Traditional wealth management practices for retirees haven’t always deeply integrated longevity risk – the risk of outliving one’s assets – into their investment strategies for their clients. Indeed, historically, the approach has been somewhat formulaic, often based on generalised assumptions about life expectancy, risk tolerance and the expected returns of different asset classes.
But for many wealth managers, the reality of their clients living longer is forcing them into something of a rethink; a rethink that ties directly into the expertise of the life settlement industry.
Life settlement asset managers and providers have access to a wealth of life expectancy information as a result of their activities in analysing, and consequently bidding for – or not – policies in both the secondary and tertiary markets. The data they have accumulated – which, in many cases, spans tens of thousands of lives, each with their own specific, underlying features, such as certain medical conditions – is changing the way that wealth advisors are able to refine their approach to retirement investment portfolio construction for their clients.
This approach is not technically new, of course – target date funds are a thing, and have been for years. But they don’t necessarily have the same access to longevity-related data, which could make them more susceptible to being wrong.
“Target date funds are well established, but they are guessing on the most important underlying factor, which is time. Firms like ours have data that helps us to better understand when someone might run out of money based on their retirement pot – which is their number one concern,” said Jay Jackson, CEO at Abacus Life.
Being able to better identify how long someone will live is only the first step towards the final destination of a fully integrated longevity-based retirement plan. The next is constructing a portfolio and implementing a rebalancing structure that can be adaptive to the individual.
Doing so in the wealth management space means recognising one indisputable trend – the use of ETFs by wealth managers. Even when considering that most individuals that are advised by a wealth manager would not qualify for investments that are the domain of ‘accredited investors’ – private funds such as hedge funds, private equity funds and real estate funds, for example – the sheer rate of adoption of these products in the past two decades by the wealth management community means that any longevity-based approach will also need to consider this trend.
“RIAs use ETFs because of the low cost and the liquidity profile, and these two factors won’t change,” said Jackson.
He emphasises, however, that this trend is not a negative one; indeed, it can be supportive to a holistic retirement planning strategy.

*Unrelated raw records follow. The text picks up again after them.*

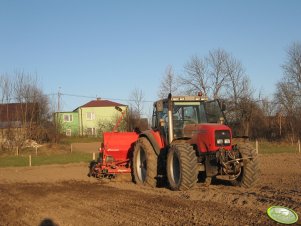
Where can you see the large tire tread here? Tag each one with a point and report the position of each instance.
(251, 171)
(188, 166)
(151, 158)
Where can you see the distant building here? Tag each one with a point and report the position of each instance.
(85, 120)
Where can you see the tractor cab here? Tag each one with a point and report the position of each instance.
(180, 117)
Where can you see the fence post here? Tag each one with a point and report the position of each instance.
(257, 147)
(30, 160)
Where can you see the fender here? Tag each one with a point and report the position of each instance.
(155, 140)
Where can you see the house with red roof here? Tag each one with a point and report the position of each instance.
(91, 118)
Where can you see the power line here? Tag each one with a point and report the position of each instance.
(91, 97)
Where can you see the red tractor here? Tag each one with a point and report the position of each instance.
(188, 142)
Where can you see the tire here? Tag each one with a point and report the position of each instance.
(181, 167)
(144, 163)
(92, 169)
(250, 169)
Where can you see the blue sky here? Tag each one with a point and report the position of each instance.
(109, 48)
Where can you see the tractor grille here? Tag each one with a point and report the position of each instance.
(222, 138)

“There is another benefit to using ETFs from a longevity perspective, which is that you can be flexible. A longevity-based approach to a retirement plan also means re-underwriting the life of the client every few years. Indeed, on some occasions, the expected lifespan of the client will increase. So, you will be able to change the make-up of the portfolio more dynamically than the more traditional approach,” he said.
On the surface, wealth managers would seem to be a natural bedfellow for the life settlement industry, given their relationships with American seniors. But they rarely get involved in either the life insurance primary market or the life settlement market for regulatory reasons; both sales processes usually require a license to do so, and not all wealth advisors have one. Nor do they seek them; the fee-only model most wealth managers employ is at odds with the commission-based model of selling life insurance or life settlements.
Still, that does not necessarily mean these seemingly overlapping groups are playing in totally different sandboxes. According to Jackson, the awareness of the influence of longevity is growing generally and wealth managers are open to conversations around the topic.
“Longevity as a topic and a concept is getting more and more attention. You see books based on life span and longevity on the New York Times bestseller list, for example,” he said.
“You can also see this in the annuity space – annuity sales are now at record highs. The largest and most sophisticated RIAs are very open conceptually to anything that adds value to their clients and the longevity story is one that separates firms like ours. People are starting to pay attention.”
Whether there would ever be an ETF constructed with a pure play longevity asset, such as a life settlement ETF, remains to be seen. ETFs and illiquid assets are not always compatible, after all. But for Jackson, the bigger picture is more around the mindset than the asset itself.
“I think that longevity and lifespan investing is the conduit to several asset classes as opposed to being one,” he said. “When you’re customising an investment product, the customisation always comes back to the same thing – the use of the lifespan data that we have. It is this that is really going to be the next step in the longevity space to provide customised solutions for financial planning.”